• Promising Step Towards Combating Global Warming

Air Clean Up

Promising Step Towards Combating Global Warming

Diamond Light Source (UK) has been chosen to improve low cost methods for carbon capture. Scientists from the University of Leeds are using the UK’s national synchrotron to investigate the efficiency of calcium oxide (CaO) based materials as carbon dioxide (CO2) sorbents. The results from this will help to provide a reason for one of the key mechanisms involved. It is hoped that this research will improve efforts in the efficiency and economy for carbon capture and storage.

Currently carbon capture occurs as the flue gases pass up the chimney, filtering out the CO2. This happens as the filter is a solvent which will absorb CO2, it is then heated and will release water to leave the CO2 behind. A better method is to filter CO2 out before combustion using a catalytic converter. This way the CO2 is not diluted into other flue gases. This can reduce power plants carbon emissions by around 80% to 90%.

CaO based materials have a large range of applications including pre- and post-combustion carbon capture technologies and thermochemical fuel upgrading. They are low cost, high abundance, have a large absorption capacity and fast reaction rates during the chemical process. The CO2 is captured when the temperature is around 400-800 °C by the formation of calcium carbonate (CaCO3). This can be regenerated causing the release of CO2 ready to be compressed and stored. However after multiple uses the capacity for capture reduces due to the loss of surface area. This surface area can be restored by hydration but this reduces the mechanical strength of the material. If these problems can be overcome, CaO based materials could provide a low cost answer for carbon capture on a very large scale.

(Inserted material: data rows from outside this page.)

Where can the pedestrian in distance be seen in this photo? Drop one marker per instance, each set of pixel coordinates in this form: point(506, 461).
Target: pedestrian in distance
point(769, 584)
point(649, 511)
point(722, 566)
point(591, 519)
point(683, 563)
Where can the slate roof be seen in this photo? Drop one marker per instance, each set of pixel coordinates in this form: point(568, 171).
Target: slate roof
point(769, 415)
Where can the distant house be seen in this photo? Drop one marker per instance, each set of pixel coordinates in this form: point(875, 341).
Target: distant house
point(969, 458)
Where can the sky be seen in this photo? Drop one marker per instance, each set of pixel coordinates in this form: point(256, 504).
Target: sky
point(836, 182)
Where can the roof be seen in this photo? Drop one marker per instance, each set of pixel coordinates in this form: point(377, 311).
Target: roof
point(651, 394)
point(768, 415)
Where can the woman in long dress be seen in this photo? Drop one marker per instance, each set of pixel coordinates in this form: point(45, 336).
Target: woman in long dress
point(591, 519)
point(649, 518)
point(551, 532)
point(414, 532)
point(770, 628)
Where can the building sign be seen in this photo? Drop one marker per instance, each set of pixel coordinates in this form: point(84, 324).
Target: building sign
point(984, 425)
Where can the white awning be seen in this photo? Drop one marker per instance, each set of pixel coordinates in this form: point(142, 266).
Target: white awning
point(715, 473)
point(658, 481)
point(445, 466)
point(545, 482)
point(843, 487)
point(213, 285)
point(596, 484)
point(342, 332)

Led by Dr Valerie Dupont and Dr Tim Comyn from the University of Leeds’ Faculty of Engineering, the team carried out a series of experiments on Diamond’s High resolution powder diffraction beamline, I11, using intense X-rays to study the carbon capture and hydration process in CaO based materials on the nano-scale. Their observations suggest a mechanism for the interaction between CaO and water during hydration.

Dr Comyn explains, “We found that the stresses in the calcium hydroxide phase when bound to CaO were more than 20 times higher than its strength, leading to disintegration and the generation of nano-sized crystallites. Although the generation of a high surface area is a good thing, mechanical friability needs to be kept in check in order to achieve long term reliability for these systems.

“Our analysis provides an explanation of the enhanced capture/disintegration observed in CaO in the presence of steam. Now we understand this, the next step is to develop methods for improving the materials used, and apply the same techniques to other systems.”

Roger Molinder, an Engineering and Physical Sciences Research Council (EPSRC) funded PhD student on the project, describes, “Using the high resolution powder diffraction beamline at the Diamond synchrotron was key to this discovery; conventional X-ray sources such as those found at most Universities in the UK provide data with broad peaks, which do not make this sort of analysis possible. From a rigorous analysis of peak shapes arising from the data, we were able to determine the shape and size of the hydroxide phase, and determine the level of stress. Knowledge of these derived parameters is key to understanding the mechanism of sintering/disintegration.”

Concerns about global warming have prompted both national and international efforts to curb CO2 emissions. CaO based materials are a promising option for the removal of CO2 from flue gases at temperatures between 400 and 800 °C from processes such as fossil-fuel combustion. They can also be considered as a way of removing CO2 generated from thermochemical fuel upgrading with biomass sources - this is growing more popular as an alternative to fossil fuels. Using CaO based materials for carbon capture is just one of the ways the can be considered in an effort to combat global warming. Since CaO based materials are low cost, there is an economic incentive to solve the problem of surface area loss to potentially turn this into a method for large scale CO2 capture. These recently published results are a promising step towards improving these low cost methods.